Por Miguel Ángel Avilés Castro*
Tres cuadras más adelante ese perro va a cambiar de dueño. Así se lo comenté a mi madre quien esa tarde de principios de año, a paso lento, me acompañaba al centro comercial que acababan de inaugurar, pero seguramente no me oyó porque desde entonces ya se estaba quedando sorda.
Los dos lo miramos asustadizo en el regazo de ese hombre en andrajos que lo atesoraba como el mejor botín jamás logrado en los últimos meses.
El tipo aquel soltó una palabras y nos dijo no sé qué cosa; quise entender que nos los ofrecía en venta y yo, con un desdén, lo mandé al carajo.
El periférico, a estas horas de pardo atardecer, es un dragón esquizofrénico, un toro de lidia furibundo. Así pensé en describírselo a mi madre pero me pareció una cursilería de mi parte y mejor la tomé del brazo mientras esperábamos el cambio de luces del semáforo.
Fue entonces cuando sentí que me jalaban del pantalón. Era un niño pecoso y sonriente y me presumía a su mascota: un perro asustadizo el cual me miraba como si ya nos conociéramos. Le pasé mi mano por su cabeza sucia y estiró su hocico como olfateándome, al tiempo que yo me daba la media vuelta porque el semáforo ya había cambiado y eché a andar acompañado del paso lento de mi madre.

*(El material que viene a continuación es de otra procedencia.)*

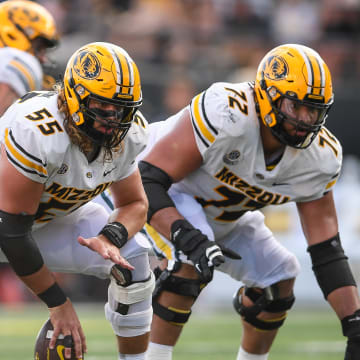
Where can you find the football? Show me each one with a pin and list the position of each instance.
(42, 351)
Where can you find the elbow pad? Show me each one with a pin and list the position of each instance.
(156, 183)
(17, 243)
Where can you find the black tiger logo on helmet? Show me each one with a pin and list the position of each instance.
(276, 68)
(87, 65)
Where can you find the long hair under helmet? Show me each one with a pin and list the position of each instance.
(105, 73)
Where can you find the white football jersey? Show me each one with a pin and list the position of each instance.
(234, 178)
(37, 144)
(20, 70)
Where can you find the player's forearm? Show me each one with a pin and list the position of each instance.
(39, 281)
(132, 216)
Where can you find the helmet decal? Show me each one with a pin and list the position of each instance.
(87, 65)
(299, 74)
(277, 68)
(103, 72)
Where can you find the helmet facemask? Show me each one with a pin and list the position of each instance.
(293, 91)
(115, 123)
(297, 139)
(103, 93)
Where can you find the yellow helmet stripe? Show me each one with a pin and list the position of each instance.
(30, 83)
(315, 70)
(123, 70)
(21, 156)
(162, 245)
(199, 122)
(320, 64)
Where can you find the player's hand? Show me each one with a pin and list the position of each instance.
(353, 348)
(204, 254)
(66, 322)
(106, 249)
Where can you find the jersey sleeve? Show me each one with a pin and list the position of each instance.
(207, 111)
(135, 143)
(25, 152)
(20, 70)
(327, 156)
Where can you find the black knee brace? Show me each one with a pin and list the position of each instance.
(268, 300)
(177, 285)
(330, 265)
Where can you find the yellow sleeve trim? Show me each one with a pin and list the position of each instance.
(200, 122)
(20, 157)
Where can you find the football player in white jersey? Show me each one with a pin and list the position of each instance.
(208, 169)
(27, 30)
(60, 149)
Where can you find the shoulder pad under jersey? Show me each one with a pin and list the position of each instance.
(20, 70)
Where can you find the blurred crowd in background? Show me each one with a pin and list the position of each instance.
(182, 46)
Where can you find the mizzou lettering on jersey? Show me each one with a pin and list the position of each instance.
(65, 199)
(250, 197)
(254, 192)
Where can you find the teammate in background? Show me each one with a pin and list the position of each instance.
(27, 30)
(60, 149)
(211, 167)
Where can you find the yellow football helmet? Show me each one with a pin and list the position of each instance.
(298, 73)
(23, 22)
(105, 73)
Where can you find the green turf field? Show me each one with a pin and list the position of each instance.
(308, 334)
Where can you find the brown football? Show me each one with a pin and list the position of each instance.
(42, 351)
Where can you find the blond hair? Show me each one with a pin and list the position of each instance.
(76, 137)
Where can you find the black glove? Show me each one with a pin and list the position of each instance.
(351, 329)
(205, 254)
(353, 349)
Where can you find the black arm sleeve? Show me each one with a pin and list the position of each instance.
(17, 243)
(156, 183)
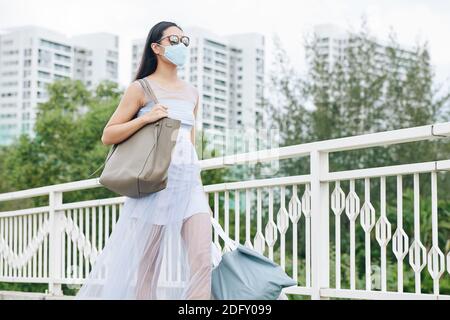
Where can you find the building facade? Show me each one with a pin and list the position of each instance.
(228, 72)
(32, 57)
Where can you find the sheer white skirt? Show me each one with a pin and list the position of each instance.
(161, 246)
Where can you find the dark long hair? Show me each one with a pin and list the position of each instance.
(149, 61)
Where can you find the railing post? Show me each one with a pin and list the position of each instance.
(55, 243)
(320, 250)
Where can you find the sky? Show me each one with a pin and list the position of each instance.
(412, 20)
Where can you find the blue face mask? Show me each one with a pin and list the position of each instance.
(176, 53)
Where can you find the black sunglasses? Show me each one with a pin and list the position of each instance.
(175, 39)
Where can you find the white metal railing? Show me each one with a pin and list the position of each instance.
(57, 244)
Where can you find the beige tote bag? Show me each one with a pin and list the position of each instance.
(138, 165)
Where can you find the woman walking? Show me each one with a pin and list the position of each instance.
(161, 246)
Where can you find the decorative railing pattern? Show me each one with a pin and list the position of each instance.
(300, 222)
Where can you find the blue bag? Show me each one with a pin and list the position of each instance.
(244, 274)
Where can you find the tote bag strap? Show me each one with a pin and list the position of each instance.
(218, 228)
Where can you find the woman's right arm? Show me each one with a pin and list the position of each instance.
(120, 126)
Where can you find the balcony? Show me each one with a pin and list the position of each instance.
(310, 224)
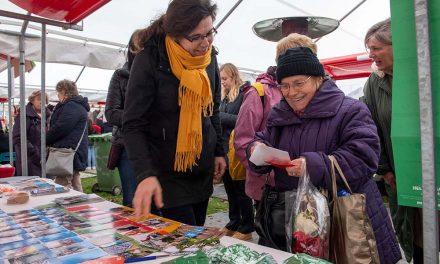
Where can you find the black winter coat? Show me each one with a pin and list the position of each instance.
(151, 121)
(33, 133)
(114, 105)
(67, 124)
(228, 117)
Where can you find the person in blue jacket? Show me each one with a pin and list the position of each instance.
(67, 126)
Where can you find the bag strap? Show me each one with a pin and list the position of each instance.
(335, 164)
(79, 142)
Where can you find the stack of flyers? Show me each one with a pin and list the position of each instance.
(158, 223)
(39, 187)
(63, 218)
(122, 211)
(185, 239)
(69, 248)
(151, 222)
(77, 199)
(92, 214)
(49, 190)
(27, 251)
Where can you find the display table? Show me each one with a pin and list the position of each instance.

Cuando alcanzábamos la otra orilla oí un impacto fuerte que seguramente mi madre no escuchó porque desde entonces ya se estaba quedando sorda, y, casi al instante, vimos caer, como si desde una nube, los restos del niño que momentos antes me presumía a su mascota.
Aquello, ese dragón esquizofrénico o ese toro de lidia furibundo o lo que sea se detuvo en seco. Yo abracé a mi madre con fuerza y lentamente nos fuimos sumando a los mirones.
El niño era una mariposa disecada y roja. Los paramédicos llegaron no se en cuanto tiempo y levantaron el cuerpo casi de inmediato.
Mi madre estiró una mano y me señaló hacia el lado opuesto del semáforo. Desde ese punto un perro asustadizo y cojo, este que hoy muerto de viejo estoy sepultando, me veía como si ya nos conociéramos. Lo tomé en mis brazos como a un niño, me llenó de sangre la camisa, hablé de pactos y del destino o no se que cursilería y le volví a decir a mi madre al tiempo que avanzábamos: “este perro otra vez va a cambiar de dueño” pero seguramente no me oyó porque desde entonces ya se estaba quedando sorda.
*Abogado, escritor y Premio del Libro Sonorense.